また、ラマダン明けには一部の産業が減速する。衣料品小売市場や、イード期間中に好調だった他の業種は、その後需要が落ち込むことが多く、短期的な経済変動につながる。

これらの問題に対処するためには、政策を事前に調整する必要があり、これには以下のことが含まれます。
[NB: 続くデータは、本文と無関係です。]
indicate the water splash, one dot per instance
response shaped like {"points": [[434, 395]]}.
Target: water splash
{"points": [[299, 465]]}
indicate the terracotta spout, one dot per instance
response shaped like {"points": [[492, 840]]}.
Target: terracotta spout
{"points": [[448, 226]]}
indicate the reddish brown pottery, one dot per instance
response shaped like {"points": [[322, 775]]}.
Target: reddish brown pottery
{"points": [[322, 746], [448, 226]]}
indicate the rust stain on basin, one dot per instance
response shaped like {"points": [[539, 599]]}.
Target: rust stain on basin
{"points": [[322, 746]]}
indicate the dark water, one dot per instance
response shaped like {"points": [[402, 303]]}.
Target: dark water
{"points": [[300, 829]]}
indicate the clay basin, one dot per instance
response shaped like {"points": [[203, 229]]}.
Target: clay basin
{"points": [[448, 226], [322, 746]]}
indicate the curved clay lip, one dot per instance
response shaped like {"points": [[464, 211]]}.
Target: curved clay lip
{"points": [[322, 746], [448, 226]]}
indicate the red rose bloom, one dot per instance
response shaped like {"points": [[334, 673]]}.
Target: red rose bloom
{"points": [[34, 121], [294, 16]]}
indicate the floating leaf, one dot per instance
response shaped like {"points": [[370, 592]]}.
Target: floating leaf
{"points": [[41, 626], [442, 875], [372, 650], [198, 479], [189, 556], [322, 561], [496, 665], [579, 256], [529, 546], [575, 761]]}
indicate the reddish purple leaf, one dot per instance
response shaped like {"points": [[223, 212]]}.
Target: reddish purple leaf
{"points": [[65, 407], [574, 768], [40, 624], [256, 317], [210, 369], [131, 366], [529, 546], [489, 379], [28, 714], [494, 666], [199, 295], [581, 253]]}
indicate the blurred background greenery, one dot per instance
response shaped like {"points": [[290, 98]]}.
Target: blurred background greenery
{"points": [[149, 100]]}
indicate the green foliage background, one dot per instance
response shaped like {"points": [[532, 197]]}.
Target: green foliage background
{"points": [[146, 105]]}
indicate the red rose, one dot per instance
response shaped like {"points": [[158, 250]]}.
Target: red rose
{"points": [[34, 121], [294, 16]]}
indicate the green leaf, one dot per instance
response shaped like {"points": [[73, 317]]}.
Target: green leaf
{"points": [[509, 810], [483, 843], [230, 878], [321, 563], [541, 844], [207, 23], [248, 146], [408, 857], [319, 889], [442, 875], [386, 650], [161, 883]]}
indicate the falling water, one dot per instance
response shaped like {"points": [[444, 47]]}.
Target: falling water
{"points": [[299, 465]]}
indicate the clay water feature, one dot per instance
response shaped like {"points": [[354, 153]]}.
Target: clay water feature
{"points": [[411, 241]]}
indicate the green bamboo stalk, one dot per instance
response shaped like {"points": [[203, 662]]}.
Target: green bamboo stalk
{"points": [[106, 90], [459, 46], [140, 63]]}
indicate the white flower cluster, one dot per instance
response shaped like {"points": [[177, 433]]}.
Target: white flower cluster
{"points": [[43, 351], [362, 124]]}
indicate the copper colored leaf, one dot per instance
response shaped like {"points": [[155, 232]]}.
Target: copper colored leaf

(a) 市場監視システムの強化、(b) 補助金付き食料配給プログラムの拡大、(c) 国内農業生産の支援、(d) ザカートと慈善のためのデジタル決済システムの促進。

信仰を経済の原動力として活用する:バングラデシュのラマダンとイードは、宗教的慣習が国の経済にどのような影響を与えるかを示している。精神的な実践として始まったものが、消費、再分配、そして社会的な連帯のための強力な原動力へと変化するのだ。

ラマダンとイードのサイクルは、信仰、市場、そして社会福祉がいかに密接に結びついているかを示している。このサイクルによって数十億タカもの消費が動き、都市部と農村部の経済的な結びつきが強化され、慈善基金が貧困削減へと向けられる。

政策立案者、経済学者、開発実務家は、宗教的慣習を文化的あるいは精神的な観点だけで捉えるべきではないことを理解しなければならない。宗教的慣習は、資源の流れ、社会行動、そして国の成長に影響を与える重要な経済制度でもあるのだ。

バングラデシュは、ラマダン経済のプラス面をより有効活用し、特にザカートの管理と市場ガバナンスを改善することで、この毎年恒例の経済成長の急増を、包括的な経済成長と社会の回復力のための長期的な手段に変えることができるだろう。

このように、ラマダン・イード経済は単なる一時的な支出増加以上の意味を持つ。それは、信仰が健全な政策と社会的責任と結びつくことで、国家発展の重要な一部となり得ることを強く示している。